In 2008, when the Law Office of Arthur Levy, the Sturdevant Law Firm and other consumer rights attorneys filed the De La Torre class action lawsuit against CashCall on behalf of California consumers, they couldn’t rely on a state usury limit, as those in other states had done. Instead, Mr. Levy and his fellow counsel made the argument that “by making loans at rates of interest and on other terms that are unconscionable in light of the financial circumstances of the borrowers” and “which fail to accurately and fairly represent the characteristics and benefits of the loans,” CashCall’s loans violated California’s Unfair Competition Laws, among other claims.

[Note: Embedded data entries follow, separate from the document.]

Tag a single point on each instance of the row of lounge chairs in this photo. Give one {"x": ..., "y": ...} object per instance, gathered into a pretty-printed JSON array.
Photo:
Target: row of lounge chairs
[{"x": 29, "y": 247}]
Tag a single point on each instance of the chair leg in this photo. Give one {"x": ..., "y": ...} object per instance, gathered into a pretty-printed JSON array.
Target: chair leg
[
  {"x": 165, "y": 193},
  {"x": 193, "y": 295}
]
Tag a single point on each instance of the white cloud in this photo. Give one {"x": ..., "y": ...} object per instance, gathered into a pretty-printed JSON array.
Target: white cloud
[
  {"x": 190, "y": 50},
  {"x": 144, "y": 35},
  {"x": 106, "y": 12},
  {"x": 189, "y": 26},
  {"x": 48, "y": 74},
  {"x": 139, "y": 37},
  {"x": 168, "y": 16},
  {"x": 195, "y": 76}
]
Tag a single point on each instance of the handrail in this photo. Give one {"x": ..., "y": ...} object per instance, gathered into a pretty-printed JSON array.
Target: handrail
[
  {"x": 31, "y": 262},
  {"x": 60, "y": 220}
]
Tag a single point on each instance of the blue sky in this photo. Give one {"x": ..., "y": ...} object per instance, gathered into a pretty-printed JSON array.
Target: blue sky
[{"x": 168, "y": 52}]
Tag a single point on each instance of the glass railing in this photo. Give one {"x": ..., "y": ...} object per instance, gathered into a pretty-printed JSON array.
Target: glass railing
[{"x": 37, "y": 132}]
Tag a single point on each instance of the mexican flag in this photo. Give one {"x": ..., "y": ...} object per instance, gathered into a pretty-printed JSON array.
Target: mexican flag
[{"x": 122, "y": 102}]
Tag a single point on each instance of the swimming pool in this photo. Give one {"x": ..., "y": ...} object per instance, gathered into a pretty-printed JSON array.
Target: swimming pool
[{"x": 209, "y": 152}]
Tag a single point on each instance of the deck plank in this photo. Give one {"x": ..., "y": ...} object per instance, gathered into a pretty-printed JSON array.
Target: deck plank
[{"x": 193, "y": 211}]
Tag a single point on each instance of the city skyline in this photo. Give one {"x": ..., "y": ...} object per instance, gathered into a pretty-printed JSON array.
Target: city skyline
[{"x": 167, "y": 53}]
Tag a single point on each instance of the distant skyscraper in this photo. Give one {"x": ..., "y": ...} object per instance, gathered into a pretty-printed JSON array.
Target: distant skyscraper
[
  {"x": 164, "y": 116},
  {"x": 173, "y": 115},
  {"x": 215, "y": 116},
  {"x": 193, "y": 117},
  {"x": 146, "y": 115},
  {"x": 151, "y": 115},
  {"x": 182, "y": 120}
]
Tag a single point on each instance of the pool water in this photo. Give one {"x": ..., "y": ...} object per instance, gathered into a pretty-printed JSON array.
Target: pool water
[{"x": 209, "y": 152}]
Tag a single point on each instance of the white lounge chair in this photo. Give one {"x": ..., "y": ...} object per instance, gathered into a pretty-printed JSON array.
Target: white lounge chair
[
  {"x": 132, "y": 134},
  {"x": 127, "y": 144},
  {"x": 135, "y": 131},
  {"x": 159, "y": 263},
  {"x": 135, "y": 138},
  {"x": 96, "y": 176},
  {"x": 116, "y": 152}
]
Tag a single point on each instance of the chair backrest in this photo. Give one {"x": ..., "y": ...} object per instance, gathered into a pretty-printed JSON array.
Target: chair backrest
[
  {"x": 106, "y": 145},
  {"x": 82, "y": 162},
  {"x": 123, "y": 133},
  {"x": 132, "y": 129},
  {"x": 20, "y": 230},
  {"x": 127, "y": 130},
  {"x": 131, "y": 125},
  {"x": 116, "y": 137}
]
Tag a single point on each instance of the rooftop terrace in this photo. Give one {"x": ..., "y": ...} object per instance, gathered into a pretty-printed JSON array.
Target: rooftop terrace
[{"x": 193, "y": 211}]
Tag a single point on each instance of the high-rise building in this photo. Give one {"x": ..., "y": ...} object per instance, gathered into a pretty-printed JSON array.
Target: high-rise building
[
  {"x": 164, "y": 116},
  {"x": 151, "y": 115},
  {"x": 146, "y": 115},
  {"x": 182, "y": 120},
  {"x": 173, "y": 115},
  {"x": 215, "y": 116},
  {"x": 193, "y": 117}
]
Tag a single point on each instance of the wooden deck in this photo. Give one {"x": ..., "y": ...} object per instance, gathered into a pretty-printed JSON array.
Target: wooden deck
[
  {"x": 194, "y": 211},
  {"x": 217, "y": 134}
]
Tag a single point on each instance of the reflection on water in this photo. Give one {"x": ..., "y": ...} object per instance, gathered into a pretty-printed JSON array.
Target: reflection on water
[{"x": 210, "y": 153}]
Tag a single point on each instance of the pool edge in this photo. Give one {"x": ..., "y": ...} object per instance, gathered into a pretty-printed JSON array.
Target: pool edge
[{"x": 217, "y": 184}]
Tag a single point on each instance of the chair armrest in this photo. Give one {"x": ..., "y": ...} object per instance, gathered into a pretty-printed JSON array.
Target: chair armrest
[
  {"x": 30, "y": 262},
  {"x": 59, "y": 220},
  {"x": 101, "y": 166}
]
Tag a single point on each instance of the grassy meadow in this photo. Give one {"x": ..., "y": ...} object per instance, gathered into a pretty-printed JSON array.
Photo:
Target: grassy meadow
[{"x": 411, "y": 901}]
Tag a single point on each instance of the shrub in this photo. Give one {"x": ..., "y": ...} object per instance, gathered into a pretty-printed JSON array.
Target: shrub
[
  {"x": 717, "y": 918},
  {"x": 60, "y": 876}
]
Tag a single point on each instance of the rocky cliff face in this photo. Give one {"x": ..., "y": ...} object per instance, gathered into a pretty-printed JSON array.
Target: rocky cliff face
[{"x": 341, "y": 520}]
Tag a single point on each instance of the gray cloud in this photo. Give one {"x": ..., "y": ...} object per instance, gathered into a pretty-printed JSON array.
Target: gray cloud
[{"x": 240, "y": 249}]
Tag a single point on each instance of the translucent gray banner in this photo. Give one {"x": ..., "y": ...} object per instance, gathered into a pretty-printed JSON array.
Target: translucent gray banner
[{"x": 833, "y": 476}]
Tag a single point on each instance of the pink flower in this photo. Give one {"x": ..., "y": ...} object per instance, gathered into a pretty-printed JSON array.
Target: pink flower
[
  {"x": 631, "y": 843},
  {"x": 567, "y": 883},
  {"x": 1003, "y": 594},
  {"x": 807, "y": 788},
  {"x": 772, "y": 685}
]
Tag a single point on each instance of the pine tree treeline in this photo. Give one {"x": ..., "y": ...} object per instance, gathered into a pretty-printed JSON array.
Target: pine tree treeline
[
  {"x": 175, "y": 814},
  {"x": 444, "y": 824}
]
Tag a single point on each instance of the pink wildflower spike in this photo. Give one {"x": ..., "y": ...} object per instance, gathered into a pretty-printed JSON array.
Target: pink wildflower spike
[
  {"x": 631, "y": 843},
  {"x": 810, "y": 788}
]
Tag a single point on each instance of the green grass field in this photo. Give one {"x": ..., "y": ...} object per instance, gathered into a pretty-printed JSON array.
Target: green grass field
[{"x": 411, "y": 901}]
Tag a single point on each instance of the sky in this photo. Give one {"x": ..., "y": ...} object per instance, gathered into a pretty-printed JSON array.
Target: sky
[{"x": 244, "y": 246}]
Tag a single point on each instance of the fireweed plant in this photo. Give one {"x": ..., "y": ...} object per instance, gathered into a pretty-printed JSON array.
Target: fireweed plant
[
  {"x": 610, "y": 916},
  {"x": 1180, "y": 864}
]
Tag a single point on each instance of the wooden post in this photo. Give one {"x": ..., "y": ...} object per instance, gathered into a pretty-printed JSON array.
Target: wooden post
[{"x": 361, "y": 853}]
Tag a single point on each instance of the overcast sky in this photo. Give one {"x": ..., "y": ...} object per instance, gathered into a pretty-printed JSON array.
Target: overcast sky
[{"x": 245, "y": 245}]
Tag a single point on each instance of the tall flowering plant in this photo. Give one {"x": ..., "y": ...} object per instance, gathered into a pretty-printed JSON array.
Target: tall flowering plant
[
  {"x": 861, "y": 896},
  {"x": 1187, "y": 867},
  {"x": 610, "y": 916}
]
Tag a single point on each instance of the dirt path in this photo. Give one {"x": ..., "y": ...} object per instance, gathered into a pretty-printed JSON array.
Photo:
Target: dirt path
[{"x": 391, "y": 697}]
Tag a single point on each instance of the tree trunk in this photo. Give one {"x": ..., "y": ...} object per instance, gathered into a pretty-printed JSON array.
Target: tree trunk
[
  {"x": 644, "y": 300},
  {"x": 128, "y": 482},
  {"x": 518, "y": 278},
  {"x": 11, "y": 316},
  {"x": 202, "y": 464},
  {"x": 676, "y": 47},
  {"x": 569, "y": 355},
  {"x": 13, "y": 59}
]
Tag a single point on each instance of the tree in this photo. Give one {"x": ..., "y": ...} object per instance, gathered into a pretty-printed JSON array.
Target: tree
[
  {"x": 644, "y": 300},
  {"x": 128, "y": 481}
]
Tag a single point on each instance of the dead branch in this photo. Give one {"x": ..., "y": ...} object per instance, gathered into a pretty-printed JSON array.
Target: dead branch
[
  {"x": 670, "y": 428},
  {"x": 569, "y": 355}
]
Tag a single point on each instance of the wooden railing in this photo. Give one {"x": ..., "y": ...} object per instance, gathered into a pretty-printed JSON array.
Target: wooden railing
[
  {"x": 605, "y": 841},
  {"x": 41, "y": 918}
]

Yet, in spite of the fact that California consumers are clearly being harmed by CashCall’s loan products (a quick online search of CashCall’s customer experiences can attest to this) the argument presented on their behalf has encountered difficulties in the court. Initially, the judge in the De La Torre case saw fit to validate plaintiffs’ claims when she rejected CashCall’s Motion for Summary Judgment, which would have effectively thrown the unconscionability claim out the window. However, when CashCall filed a motion for the judge to reconsider her ruling, the Court decided that it could not award borrowers any relief because to do so would be impermissible “economic regulation,” leaving plaintiffs and class members out in the cold.
Mr. Levy and his co-counsel intend to strenuously counter this ruling. They have obtained leave to file an immediate appeal to the Ninth Circuit Court of Appeals. If the Ninth Circuit ultimately rules against the lower court’s judgment, the class-action against CashCall’s unconscionable loans will establish a precedent in the case law which could make it easier to protect borrowers in the future from predatory lending practices like the ones at issue here.